Single by Caitlin & Will

from the album Caitlin & Will – EP
- Released: March 28, 2009
- Genre: Country
- Length: 4:28 3:36 (radio edit)
- Label: Columbia Nashville
- Songwriters: Caitlin Lynn, Aimee Mayo, Chris Lindsey, Hillary Lindsey
- Producer: Chris Lindsey

Music video
- "Address in the Stars" at CMT.com

= Address in the Stars =

"Address in the Stars" is a song written by Caitlin Lynn, Aimee Mayo, Chris Lindsey, Hillary Lindsey and recorded by American country duo Caitlin & Will. The song, their only single, was released in March 2009. It was intended as the lead-off single to their debut album, Dark Horse, which went unreleased. Originally, "Even Now" was to be their first single, however, while on radio tours, radio stations started playing "Address in the Stars", and listeners began to like the song more. Two weeks before "Even Now" was to be released to radio, the single was switched.

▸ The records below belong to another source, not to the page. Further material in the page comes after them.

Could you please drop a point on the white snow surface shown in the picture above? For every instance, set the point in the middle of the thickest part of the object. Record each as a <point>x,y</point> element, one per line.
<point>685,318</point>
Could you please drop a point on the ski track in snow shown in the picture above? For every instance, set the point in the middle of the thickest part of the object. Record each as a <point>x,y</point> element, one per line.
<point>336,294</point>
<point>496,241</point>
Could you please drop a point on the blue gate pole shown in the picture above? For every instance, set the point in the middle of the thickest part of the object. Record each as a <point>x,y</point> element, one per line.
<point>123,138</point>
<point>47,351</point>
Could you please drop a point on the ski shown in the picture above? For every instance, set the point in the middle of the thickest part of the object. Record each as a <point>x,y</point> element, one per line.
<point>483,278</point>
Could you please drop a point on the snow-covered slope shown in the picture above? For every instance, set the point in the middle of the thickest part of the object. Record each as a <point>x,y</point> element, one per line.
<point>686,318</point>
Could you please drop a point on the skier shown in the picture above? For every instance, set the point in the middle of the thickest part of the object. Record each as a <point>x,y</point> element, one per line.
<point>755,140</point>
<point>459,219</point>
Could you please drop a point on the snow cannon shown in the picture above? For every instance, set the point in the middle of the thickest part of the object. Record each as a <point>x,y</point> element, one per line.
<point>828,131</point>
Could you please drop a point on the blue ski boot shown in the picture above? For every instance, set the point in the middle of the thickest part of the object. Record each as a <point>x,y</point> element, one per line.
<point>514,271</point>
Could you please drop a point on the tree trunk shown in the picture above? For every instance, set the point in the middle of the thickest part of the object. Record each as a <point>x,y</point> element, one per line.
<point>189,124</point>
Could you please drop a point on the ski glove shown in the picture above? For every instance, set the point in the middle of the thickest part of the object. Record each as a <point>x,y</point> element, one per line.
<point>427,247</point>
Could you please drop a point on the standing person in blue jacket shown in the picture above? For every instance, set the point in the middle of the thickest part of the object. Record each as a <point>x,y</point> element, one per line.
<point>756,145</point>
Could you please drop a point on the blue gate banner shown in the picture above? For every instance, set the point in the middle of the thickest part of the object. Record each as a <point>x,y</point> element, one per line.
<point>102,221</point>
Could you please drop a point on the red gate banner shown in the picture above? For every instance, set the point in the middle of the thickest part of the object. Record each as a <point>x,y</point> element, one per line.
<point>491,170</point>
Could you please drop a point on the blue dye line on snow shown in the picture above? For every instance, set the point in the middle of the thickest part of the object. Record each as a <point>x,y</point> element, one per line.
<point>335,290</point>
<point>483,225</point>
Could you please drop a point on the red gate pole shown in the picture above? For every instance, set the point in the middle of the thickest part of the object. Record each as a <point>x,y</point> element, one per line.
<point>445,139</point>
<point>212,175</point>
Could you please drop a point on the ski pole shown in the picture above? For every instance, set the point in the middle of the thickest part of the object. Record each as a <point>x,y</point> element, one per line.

The song appears on their self-titled EP, which was released on March 31, 2009, via Columbia Records' Nashville division.

==Content==
The song's narrator is put in the position of dealing with the death of a loved one and having so much that she still wants to say to the one she has lost. With that in mind she wishes that she could find a way to say these things and formulates letters containing her feelings, however the song comes to its dramatic climax when she reveals that no matter how hard she tries and wishes there is no address to send a letter or a last thought to in the stars.

==Reception==
Matt Bjorke, of Roughstock.com, said the song "seems tailor-made for not only radio but for an amazing music video. Caitlin's vocals soar on this song, and it's hard to see how fans of Trisha Yearwood and Carrie Underwood won't like this song as well for Caitlin Lynn has a magnificent voice. Will provides harmony vocals on this track but does have a great voice of his own." Frequency Magazine gave the song 4 1/2 stars. "Their voices blend together beautifully. Caitlin sings lead and her voice is a perfect fit for the melancholy mood. The music fits perfectly and does a really nice job of changing the pace and volume to fit with the mood of the song." MusicRow writer Robert K. Oermann also gave a positive review, saying, "Both of these kids sing their faces off. Caitlin’s goose-bump raising vocal takes the lead while Will wails soulful harmony on the string-drenched choruses."

==Music video==
The music video for the song first premiered on July 15, 2009, on the website for the Grand Ole Opry, and then on CMT a day later. The video shows Caitlin sitting in a room as she sings the song, while Will is shown playing the guitar in a thicket of dead trees with lanterns hanging on them. It is done entirely in black and white, with a few short lapses into color where the lanterns glow orange. An alternate version of the video, with minor differences, was released on July 30, 2009. The second video features scenes of Caitlin standing in the dead forest tossing letters into the night sky. Both were directed by Steven L. Weaver.

==Chart performance==
"Address in the Stars" debuted at number 60 on the Billboard Hot Country Songs chart for the chart week of March 28, 2009. It peaked at number 42 in June 2009.